Laboratory of Pharmacological Research. N.N. Vorozhtsov Institute of Organic Chemistry Siberian Branch of RAS. 630090, Russia, Novosibirsk, Acad. Lavrentjev Ave., 9

Abstract:

In the modern pharmacology and pharmaceutics a problem of toxicity and low water solubility of drugs is solving by different ways. Our approach is based on clathration of known drugs with plant metabolite arabinogalactan that is a polysaccharide contained in the woody tissue of the Siberian Larch (Larix sibirica) and the Dahurian Larch (Larix Gmelinii) and amounting to no less than 10%. This metabolite is currently actively researched, and its structure suggests the possibility of formation of clathrates with pharmacons. Clathrates of AG with the following drugs were synthesized and their pharmacological properties were studied in vivo: Nifedipine (NF), Simvastatin (ST), Warfarin (WF), Acetylsalicylic acid (AA).
All clathrates were synthesized using the mechanochemical method at the Institute of Solid State Chemistry and Mechanochemistry SB RAS.

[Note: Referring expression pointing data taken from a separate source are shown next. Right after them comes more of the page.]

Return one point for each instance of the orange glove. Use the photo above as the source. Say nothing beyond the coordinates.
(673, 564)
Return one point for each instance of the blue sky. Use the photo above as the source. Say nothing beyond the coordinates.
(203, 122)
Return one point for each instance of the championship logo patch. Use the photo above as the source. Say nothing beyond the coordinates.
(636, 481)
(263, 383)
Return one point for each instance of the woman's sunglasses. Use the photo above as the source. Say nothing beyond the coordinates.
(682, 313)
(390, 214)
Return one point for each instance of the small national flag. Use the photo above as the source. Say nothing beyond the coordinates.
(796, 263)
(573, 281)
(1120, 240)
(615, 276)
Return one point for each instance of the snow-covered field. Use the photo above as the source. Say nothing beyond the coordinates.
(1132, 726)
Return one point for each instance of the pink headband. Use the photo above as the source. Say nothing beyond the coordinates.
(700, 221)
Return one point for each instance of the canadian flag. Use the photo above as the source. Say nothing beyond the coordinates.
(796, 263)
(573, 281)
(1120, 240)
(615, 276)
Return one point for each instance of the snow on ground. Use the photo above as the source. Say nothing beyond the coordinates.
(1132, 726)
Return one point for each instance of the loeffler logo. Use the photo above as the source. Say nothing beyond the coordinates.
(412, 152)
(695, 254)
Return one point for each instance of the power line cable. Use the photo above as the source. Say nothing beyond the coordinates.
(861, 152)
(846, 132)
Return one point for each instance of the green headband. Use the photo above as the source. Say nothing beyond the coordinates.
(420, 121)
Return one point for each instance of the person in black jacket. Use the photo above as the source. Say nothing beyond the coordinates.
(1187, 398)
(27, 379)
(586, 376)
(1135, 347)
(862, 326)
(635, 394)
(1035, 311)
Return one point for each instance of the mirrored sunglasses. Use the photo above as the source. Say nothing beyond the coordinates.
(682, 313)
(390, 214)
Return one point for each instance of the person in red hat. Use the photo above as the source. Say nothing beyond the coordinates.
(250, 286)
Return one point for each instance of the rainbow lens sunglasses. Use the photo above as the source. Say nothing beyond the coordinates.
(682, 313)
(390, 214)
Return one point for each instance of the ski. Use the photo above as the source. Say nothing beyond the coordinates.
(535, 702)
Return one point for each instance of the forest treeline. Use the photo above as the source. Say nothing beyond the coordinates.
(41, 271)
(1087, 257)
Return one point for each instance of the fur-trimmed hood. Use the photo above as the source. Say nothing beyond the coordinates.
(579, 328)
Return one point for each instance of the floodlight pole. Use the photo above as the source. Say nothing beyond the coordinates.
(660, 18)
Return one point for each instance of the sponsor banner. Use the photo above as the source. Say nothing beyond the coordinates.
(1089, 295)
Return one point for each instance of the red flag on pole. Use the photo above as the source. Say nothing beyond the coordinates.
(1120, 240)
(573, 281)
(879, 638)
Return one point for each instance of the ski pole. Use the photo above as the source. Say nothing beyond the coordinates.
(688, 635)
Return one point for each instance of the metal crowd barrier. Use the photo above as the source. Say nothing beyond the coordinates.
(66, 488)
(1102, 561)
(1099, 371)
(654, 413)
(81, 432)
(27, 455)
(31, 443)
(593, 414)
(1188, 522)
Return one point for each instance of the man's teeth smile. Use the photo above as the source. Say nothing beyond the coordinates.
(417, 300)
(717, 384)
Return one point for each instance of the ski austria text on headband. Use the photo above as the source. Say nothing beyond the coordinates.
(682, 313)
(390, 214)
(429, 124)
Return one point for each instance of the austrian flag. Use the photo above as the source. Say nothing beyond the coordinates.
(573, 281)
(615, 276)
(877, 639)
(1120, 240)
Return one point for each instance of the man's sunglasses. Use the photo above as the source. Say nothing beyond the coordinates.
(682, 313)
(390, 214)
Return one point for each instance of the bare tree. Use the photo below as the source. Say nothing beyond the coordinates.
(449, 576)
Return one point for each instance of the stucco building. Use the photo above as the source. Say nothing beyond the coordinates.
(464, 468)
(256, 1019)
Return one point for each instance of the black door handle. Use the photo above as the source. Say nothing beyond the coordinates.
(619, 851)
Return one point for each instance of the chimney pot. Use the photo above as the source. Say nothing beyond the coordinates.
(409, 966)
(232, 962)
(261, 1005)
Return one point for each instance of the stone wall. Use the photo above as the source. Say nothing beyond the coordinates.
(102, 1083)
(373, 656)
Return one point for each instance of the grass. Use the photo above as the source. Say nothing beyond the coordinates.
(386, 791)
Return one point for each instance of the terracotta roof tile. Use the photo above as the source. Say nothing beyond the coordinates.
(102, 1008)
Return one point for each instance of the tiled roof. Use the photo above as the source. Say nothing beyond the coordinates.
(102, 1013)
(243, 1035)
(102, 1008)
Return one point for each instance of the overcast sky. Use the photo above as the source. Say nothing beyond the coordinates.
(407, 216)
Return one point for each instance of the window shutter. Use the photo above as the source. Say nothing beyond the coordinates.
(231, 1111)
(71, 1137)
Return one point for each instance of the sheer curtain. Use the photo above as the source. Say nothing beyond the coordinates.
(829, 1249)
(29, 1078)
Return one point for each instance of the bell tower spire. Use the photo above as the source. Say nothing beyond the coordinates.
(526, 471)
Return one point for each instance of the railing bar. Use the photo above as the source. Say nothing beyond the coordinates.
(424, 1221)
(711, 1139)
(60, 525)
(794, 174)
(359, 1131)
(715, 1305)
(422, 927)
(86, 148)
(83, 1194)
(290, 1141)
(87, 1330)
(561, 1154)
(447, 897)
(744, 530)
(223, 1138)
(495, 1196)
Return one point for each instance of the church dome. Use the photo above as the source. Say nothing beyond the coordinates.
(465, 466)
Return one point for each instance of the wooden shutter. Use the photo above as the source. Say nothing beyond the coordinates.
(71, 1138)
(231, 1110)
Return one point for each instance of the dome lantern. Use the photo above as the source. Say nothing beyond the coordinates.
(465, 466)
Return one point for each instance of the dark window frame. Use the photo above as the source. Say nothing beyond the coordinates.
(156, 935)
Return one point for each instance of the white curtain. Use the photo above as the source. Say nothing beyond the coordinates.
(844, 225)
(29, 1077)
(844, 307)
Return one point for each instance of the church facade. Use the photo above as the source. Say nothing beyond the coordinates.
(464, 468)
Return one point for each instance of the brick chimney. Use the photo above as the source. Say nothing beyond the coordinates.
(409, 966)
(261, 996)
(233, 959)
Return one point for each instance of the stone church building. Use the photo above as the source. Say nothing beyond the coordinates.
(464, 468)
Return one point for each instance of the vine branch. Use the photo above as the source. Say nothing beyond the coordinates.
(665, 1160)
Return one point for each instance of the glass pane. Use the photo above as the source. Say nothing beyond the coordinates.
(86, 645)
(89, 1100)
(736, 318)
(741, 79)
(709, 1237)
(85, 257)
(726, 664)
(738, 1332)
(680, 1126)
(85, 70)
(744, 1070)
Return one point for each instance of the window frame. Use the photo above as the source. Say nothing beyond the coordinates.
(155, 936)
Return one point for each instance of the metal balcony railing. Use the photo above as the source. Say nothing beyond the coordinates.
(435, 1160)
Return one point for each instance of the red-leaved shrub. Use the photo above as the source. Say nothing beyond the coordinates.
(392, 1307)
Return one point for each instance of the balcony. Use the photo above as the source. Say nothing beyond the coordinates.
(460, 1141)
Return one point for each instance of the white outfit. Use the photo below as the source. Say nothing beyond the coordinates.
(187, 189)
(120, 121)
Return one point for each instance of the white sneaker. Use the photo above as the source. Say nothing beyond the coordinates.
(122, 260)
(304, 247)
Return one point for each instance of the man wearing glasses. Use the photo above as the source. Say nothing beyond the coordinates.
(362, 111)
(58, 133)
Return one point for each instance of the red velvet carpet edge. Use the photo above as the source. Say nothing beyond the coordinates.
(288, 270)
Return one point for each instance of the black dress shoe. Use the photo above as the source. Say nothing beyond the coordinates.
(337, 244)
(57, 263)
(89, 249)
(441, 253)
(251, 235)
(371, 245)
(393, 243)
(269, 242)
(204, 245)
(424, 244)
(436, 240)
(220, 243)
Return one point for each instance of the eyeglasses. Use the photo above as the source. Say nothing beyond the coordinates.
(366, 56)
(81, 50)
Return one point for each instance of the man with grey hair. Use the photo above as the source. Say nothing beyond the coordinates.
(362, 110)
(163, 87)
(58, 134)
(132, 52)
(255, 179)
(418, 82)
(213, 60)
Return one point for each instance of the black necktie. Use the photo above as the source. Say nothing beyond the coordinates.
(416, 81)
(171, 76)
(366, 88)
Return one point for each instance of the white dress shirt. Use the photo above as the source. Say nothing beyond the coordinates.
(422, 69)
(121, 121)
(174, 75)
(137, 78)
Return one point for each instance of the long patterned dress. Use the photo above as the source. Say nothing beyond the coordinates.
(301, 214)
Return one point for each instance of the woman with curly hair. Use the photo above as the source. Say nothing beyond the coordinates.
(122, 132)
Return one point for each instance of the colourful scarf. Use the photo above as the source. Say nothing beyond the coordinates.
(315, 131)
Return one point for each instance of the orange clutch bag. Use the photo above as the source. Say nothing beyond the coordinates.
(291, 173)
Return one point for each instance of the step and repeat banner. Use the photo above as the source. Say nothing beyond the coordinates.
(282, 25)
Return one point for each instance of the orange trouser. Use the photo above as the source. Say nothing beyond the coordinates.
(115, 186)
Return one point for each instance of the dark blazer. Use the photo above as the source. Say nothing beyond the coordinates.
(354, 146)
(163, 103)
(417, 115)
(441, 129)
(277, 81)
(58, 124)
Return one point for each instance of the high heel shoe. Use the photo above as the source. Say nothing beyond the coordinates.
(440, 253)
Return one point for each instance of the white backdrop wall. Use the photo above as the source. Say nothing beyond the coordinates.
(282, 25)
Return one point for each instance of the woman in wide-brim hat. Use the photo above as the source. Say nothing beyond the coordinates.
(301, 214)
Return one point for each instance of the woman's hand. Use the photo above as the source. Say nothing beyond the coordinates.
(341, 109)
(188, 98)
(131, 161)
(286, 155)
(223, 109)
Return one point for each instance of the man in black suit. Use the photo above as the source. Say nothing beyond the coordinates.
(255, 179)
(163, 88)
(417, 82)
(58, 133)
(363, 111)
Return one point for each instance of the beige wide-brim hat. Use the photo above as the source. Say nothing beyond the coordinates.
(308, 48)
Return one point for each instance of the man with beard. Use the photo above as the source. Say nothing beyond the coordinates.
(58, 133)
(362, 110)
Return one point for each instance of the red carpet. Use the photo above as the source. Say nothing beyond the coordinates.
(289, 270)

It was found that for all those drugs the clathration with AG results in significant increase (up to 7 times) in water solubility. In the case of Nifedipine we have achieved 10 times dose reduction and enhancement of its pleotropic antiarhythmic activity. Simvastatin and Warfarin in clathrate possess considerably low toxicity, i.e. do not elevate aspartate aminotransferase, alanin aminotransferase, alkaline phosphatase and creatine phosphokinase (just for ST) levels as blank compounds do. Moreover the pharmacokinetics of clathrated WF is also has been changed. Its plasma concentration increased more smoothly (Tmax) than concentration of blank WF but its clearance value was shorter to 27%. It could be resulted in reduction of bleeding risk caused by rapid increase of WFs plasma concentration during the induction period of WF treatment and could secure repeat dosing and accelerate WFs elimination in case of drug withdrawal.